How to Get Involved with Purdue HHS Research

This information is supplemented by the Office of Undergraduate Research (OUR). You can find more information on their website.

Determine what you want to research:What areas of study are you fascinated with?

  • Evaluate what interests you the most in your classes.
  • Is there a specific study you are determined to learn more about?
  • Are you open to topics outside of your area of study?
Defining what you are most interested in studying can help narrow down who you want to approach about
research. This can make it much more exciting, as you are actively pursuing something that you are passionate about! It can be very intimidating to start looking for research, but this can make it feel slightly more manageable.

Prepare yourself:

Make sure you have an up to date resumé that shows your best skills. Try to steer away from what you did in high school and instead on your academics and current accomplishments. If you are a freshman, try to start building your experiences. Research mentors want to know what is going on currently and what is most relevant to the research at hand.
The Purdue Online Writing Lab and Purdue CCO handbook has an immense collection of how to get your resumé started.

Look into potential research mentors:

  • Browse the HHS research website for research labs that are welcoming new students in their lab
  • Talk to your professors and discuss if they are performing any research or know others who have openings.
    Having a personal connection with a researcher can significantly improve your chances of being invited onto a research project.
  • Talk to fellow students and see what kind of research they are in and how their experience has been thus far.
  • Continually check the OUR website and HHS research website.
  • Don’t be afraid to reach out to your advisors, professors, peers, etc. for advice—that is what they are here for!

Research the research:

Look into possible research mentors research websites or scholarly articles. Attend research conferences or
read previous abstracts to locate past undergraduate research mentors and their projects. It is important to
be informed on what you are trying to get involved in. If you are not prepared to talk about that topic when
you reach out and meet with them, it may reflect poorly on you.

Reach out:

  • Inform your potential research mentor that you are interested in their research and that you would like to discuss what opportunities they may have.
  • An email is normally the best option for contacting mentors, but remember to have proper email etiquette.
  • In the email (see example email at the end of this page), express your interest and knowledge about their research. Then, continue to ask questions to show that you want to learn more.
  • Researchers love to talk about their research! So be assertive, ask questions about their research and what interest you about it.
  • Tell them about yourself and what you are passionate about.
  • If you don’t hear back within 1-2 weeks, send another email. It is likely that your email just got lost within their inbox, not that they don’t want to talk to you.

Come ready to talk:

  • Bring your resumé and even a transcript to outline the courses you are taking.
  • Express what you are looking for and how much you would like to be involved.
  • Make sure to assert your interest and express your enthusiasm to learn more about their project.
Follow up: Reach out and thank them for meeting with you. Further note how interested you are and that you are hopeful you will speak to them again. If they requested anything of you from your meeting, provide that in this email.
Questions to ask future research mentors (provided by OUR):
  • Do you have a potential research project that needs an undergraduate student’s help?
  • How did you get involved with this particular area of research?
  • Where does funding come from for your research? (Only ask if you were unable to find this information online.)
  • What are the typical responsibilities for undergraduate students engaged in your research? What are your expectations of them?
  • What skills or characteristics do you expect an undergraduate to have before beginning a project with you?
  • Are there specific courses you suggest that I take or skills that I should develop?
  • Do you have any suggestions for other research mentors for me to contact?
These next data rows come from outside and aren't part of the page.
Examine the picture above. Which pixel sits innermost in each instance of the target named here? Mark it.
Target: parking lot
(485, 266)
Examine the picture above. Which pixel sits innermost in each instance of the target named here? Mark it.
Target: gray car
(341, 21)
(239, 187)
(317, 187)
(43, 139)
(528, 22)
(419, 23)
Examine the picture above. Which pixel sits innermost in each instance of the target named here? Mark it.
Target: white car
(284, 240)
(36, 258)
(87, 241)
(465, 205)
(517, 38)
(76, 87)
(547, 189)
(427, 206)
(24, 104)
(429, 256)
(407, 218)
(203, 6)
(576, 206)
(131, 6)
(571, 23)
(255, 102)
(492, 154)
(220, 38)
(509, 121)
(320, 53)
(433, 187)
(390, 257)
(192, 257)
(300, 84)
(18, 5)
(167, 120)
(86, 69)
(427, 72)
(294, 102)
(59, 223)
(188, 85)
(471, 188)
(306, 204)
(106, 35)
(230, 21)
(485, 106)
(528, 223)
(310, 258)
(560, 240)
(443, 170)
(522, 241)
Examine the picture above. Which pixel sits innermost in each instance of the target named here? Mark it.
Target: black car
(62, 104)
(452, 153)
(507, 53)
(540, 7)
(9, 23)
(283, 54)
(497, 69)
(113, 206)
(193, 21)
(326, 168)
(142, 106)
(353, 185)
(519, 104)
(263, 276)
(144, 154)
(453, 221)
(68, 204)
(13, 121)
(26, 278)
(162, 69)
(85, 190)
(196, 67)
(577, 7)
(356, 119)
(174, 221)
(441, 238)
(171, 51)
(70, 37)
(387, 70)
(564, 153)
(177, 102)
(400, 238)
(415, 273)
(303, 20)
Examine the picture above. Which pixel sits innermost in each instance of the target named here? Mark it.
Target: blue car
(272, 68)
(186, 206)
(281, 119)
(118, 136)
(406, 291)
Choose your research mentor and start working!

Understand what is expected of you and start actively communicating with your research mentor. Agree on
whether you are working for credit or not. If so, contact your advisor to set this up. Stay on top of your tasks and reach out to your mentor for help—that is what they are there for!
Dr. Jianming Li has a great amount of information on what a faculty member is looking for in an undergraduate researcher.

Email Template:

Dear Dr. _____________,
I am (name) , and I am a (academic year) in Purdue’s (major) and (other involvements on campus; i.e.
Honors College or relevant clubs) . I am currently looking for (express what you are interested and what you are currently looking for in a research lab) . Currently, I am looking looking to get involved in research here at Purdue, as it is a major goal for me at this time.
After reading about your research, I am very interested in learning more about what you study. (Discuss here what you are most intrigued about in their research and any questions you may have) . I would love to meet with you to learn more about your research and discuss the possibility of a research position, if you have any available. [Insert chucks of time you are generally available.] As noted in my attached resume, I do/do not have previous research experience, and I am very eager to learn new skills.